Accounting Principles and Procedures Flashcards
What is VAT?
- Value-added tax.
- VAT is a tax added to most products and services sold by VAT-registered businesses.
What is corporation tax?
Corporation tax is paid by UK limited companies and some other organisations. It is based on the annual profits that a company makes.
What is a financial audit?
- An audit is an important term used in accounting that describes the examination and verification of a company’s financial records.
- It is to ensure that financial information is represented fairly and accurately.
What is turnover?
Income or revenue that a company receives from its normal business activities, usually from the sale of goods and services to customers.
What are business overheads?
The indirect costs or fixed expenses of operating a business such as:
- Rent / leasing costs.
- Utility bills.
- Staff salaries.
- Insurance.
Why does a business keep company accounts?
- Tax purposes (required by law).
- Demonstrates the company’s financial standing (supports loan or borrowing applications).
- To ensure cash flow and profitability in a company are correctly managed.
What are management accounts?
- Management accounts are financial reports produced for business owners and managers.
- They summarise the business’ current financial health and are a valuable tool that can be used to make strategic decisions.
What is the difference between management and financial accounts?
- Financial accounts describe the performance of the business and must be filed with Companies House. They give precise data to external stakeholders such as investors, tax officials and business regulators.
- Management accounts are used by business owners and management for day-to-day and strategic decision making. They aren’t required by law, and they don’t have to be filed with Companies House.

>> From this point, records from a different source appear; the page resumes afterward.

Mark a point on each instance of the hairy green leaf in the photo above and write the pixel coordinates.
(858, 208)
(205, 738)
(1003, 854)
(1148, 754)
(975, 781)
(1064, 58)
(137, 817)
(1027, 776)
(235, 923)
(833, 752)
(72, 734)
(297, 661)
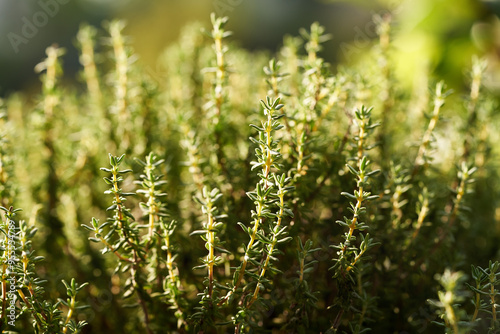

What is an escrow account?
An escrow account is a type of legal holding bank account for monies, which can’t be released until predetermined conditions are satisfied.
What is a project bank account?
- These are ring-fenced bank accounts that allow for payments to be made directly and simultaneously to the contractor and members of the supply chain.
- In essence, it is a cash-flow disbursement model designed to protect the project from the risk of supply chain insolvency and speed up payment times.
Can you explain the principle of tax depreciation?
Tax depreciation is the depreciation expense claimed by a taxpayer on a tax return to compensate for the loss in the value of tangible assets. Examples include property, plant and equipment.
Please name three types of accounting ratios?
- Liquidity ratio - the organisation’s ability to turn assets into cash, in order to pay debts.
- Profitability ratio - used to assess a business’s ability to generate earnings relative to its revenue, operating costs, balance sheet assets, or shareholders’ equity over time.
- Gearing ratio - measures the proportion of a company’s borrowed funds to its equity. The ratio indicates the financial risk to which a business is subjected.
What is financial leverage?
Financial leverage is the use of borrowed money (debt) to finance the purchase of assets with the expectation that the income or capital gain from the new asset will exceed the cost of borrowing.
What are capital allowances?
The practice of allowing taxpayers to get tax relief on their tangible capital expenditure by allowing it to be deducted against their annual taxable income.
What are the core financial statements which companies might produce?
- Profit and loss account.
- Balance sheet.
- Cash flow forecast.
Can you explain the difference between ‘gross’ and ‘net’ in accounting terms please?
- Gross refers to the total amount of income before deductions
- Net is the total after deductions or adjustments.
Can you explain what shareholder equity is please?
- Equity represents the amount of money that would be returned to the company’s Shareholders if all of the assets were liquidated and all of the company’s debt was paid off in the case of liquidation.
- It is effectively the value that an owner (such as a company director) has in the business.